One word caught our eye this week: “aggressive.”
As in, JPMorgan CEO Jamie Dimon saying the firm is going to be “much more aggressive in acquisitions across the board.” So what else could the biggest U.S. bank be looking to add, exactly? Well, there were some clues. Buying another deposit-taking bank is a no-no for JPMorgan. Sheer scale doesn’t exactly appear to be the goal, and Dimon said the bank will be open-minded and creative.
And with all the deals already going on targeting fintechs and newer players — Intuit said it would buy Credit Karma just days after Morgan Stanley revealed plans to buy E-Trade — Dan DeFrancesco laid out 7 buzzy fintechs that could be looking like a good buy for whoever is on the hunt.

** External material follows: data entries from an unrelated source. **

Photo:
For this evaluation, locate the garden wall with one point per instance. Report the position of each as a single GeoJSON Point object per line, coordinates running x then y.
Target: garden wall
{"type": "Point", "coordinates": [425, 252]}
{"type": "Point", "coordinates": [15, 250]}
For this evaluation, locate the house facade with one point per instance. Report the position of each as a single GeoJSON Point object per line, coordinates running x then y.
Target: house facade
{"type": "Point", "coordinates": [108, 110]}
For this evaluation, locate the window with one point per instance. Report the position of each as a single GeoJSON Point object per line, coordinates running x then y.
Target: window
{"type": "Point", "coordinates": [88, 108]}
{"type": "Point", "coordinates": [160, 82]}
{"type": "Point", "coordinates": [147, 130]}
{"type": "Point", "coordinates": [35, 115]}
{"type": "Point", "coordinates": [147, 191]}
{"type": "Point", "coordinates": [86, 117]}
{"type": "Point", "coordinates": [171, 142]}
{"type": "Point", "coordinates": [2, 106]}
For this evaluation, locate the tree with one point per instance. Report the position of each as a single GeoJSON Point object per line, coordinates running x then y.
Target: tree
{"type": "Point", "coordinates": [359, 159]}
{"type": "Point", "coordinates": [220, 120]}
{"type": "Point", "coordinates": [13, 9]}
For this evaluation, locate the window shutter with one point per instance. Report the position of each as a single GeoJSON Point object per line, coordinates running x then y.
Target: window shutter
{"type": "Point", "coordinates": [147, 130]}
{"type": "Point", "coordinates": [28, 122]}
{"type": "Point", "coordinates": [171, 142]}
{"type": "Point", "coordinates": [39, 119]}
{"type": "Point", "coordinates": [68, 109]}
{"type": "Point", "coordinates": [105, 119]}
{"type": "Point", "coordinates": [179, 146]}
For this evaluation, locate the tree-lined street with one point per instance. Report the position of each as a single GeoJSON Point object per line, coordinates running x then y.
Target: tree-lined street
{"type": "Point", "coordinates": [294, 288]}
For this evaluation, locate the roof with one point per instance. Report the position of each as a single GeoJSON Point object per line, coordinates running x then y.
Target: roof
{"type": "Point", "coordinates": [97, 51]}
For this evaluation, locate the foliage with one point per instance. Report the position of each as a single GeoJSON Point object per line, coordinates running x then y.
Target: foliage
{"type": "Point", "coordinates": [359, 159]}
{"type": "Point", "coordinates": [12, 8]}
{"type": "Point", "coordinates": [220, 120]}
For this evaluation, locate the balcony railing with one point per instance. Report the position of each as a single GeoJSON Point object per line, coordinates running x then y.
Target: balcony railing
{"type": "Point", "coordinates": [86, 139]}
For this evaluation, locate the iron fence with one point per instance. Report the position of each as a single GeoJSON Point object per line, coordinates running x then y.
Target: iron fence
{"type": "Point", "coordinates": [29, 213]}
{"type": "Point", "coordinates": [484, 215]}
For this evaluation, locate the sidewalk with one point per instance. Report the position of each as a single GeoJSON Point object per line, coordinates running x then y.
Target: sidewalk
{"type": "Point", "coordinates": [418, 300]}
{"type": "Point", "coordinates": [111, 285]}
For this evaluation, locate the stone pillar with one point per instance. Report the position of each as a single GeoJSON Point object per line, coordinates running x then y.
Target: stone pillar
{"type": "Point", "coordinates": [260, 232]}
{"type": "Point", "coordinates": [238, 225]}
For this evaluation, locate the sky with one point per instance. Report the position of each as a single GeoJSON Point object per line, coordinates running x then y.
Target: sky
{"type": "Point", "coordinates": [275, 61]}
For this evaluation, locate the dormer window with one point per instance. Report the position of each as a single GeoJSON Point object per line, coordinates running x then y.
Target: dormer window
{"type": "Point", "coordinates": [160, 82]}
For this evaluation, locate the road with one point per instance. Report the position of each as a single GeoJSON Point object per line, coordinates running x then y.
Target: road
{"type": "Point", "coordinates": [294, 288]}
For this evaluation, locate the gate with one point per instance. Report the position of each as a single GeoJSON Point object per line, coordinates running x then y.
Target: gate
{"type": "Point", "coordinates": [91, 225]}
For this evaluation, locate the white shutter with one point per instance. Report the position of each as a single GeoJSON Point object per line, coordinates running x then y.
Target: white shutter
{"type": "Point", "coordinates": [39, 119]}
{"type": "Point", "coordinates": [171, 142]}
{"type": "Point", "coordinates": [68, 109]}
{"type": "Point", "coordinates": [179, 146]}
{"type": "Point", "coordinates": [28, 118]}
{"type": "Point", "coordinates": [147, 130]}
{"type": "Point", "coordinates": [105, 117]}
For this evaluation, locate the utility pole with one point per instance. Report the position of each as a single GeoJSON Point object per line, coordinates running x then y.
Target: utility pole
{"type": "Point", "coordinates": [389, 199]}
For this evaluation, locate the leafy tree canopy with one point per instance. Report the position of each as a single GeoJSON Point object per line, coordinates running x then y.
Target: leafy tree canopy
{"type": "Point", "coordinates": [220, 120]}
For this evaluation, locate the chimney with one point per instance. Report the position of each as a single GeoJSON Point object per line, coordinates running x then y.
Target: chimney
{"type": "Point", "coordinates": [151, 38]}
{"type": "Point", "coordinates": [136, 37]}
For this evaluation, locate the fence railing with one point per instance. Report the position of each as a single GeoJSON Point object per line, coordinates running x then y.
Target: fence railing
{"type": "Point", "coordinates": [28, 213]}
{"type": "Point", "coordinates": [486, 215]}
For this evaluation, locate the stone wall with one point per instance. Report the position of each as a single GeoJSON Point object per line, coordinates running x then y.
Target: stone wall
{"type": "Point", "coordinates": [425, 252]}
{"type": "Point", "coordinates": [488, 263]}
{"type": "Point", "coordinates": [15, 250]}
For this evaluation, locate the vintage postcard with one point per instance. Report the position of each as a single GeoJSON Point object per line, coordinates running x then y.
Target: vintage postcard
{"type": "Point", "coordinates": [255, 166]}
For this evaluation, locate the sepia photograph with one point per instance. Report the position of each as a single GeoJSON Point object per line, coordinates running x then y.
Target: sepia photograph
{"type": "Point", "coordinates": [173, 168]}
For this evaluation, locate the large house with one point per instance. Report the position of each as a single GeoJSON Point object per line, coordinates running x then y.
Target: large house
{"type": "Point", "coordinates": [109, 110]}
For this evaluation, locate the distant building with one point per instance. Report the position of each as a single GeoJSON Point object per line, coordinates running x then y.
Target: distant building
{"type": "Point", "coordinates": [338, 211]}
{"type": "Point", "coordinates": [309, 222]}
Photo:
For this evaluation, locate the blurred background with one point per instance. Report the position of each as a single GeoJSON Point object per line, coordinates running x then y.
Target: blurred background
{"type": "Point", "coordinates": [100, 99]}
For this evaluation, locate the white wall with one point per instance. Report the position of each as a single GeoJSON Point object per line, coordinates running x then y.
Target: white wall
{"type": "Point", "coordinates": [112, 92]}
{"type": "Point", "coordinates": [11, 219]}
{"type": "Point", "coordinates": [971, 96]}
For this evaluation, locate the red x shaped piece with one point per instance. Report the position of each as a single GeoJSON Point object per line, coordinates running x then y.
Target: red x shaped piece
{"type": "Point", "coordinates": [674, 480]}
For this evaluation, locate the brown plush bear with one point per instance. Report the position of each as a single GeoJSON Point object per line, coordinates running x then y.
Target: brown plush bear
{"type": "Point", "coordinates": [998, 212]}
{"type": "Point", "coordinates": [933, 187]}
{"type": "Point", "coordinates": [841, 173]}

A culture clash is holding private equity back from using data to do deals — here’s how firms can overcome the human roadblock
To understand why the use of data in the investment process is only in its early stages in the private-equity industry, look no further than conversations at a massive industry gathering this week. Casey Sullivan was part of the crowd of thousands at SuperReturn in Berlin. He chatted with insiders about the challenges of getting getting investment professionals and data scientists to work together — as one put it, “EQ is more important than IQ” when it comes to collaboration.
Citadel, BlackRock, and D1 Capital are racking up hundreds of millions in gains as coronavirus fears tank airlines, cruises, and movie-theater stocks
While we were unpacking all the M&A action, coronavirus fears were also dominating headlines and tanking the markets this week. But as Bradley Saacks writes, there are some asset managers making money off of the chaos. BlackRock, Citadel, D1 Capital, and Adelphi Capital are all racking up big gains on short positions in airlines, cruise companies, movie theaters, and malls — companies that were directly impacted by the unfolding public health crisis.
Symphony’s CEO is plotting a big strategy shift as the messaging startup struggles to lure hedge-fund clients
Messaging startup Symphony, which has raised $460 million from some of the biggest firms on Wall Street en route to a $1.4 billion valuation, is adding a referral program allowing customers to sign their own clients up to the platform for free.
The plan, as explained by Symphony CEO David Gurle in an exclusive interview with Dan DeFrancesco, will be rolled out in the coming months and is meant to entice more buy-side firms, long a sore spot of the firm, as it looks to gain traction helping facilitate complicated financial trades.
Bank of America is shaking up its global markets division and poached a Goldman Sachs exec to fill a key new role
Alex Morrell reported all the details — plus we’ve already updated our equities and FICC org charts to help you map out the new power structure. And the Goldman partner exit means we’ve also got another name to add to Dakin Campbell’s running list — you can check that out here.
We got a look at billionaire investor Seth Klarman’s super-rare book. Here are the predictions he nailed, and where he missed.
Klarman’s book “Margin of Safety: Risk-Averse Value Investing Strategies for the Thoughtful Investor,” is something of a (very expensive) cult classic. It’s out of print, and first editions of the book sell online for thousands of dollars. Bradley took a read of the 1991 text, and while some of its proclamations don’t exactly stand the test of time (indexing, as it turned out, wasn’t just a fad), others hold up just fine.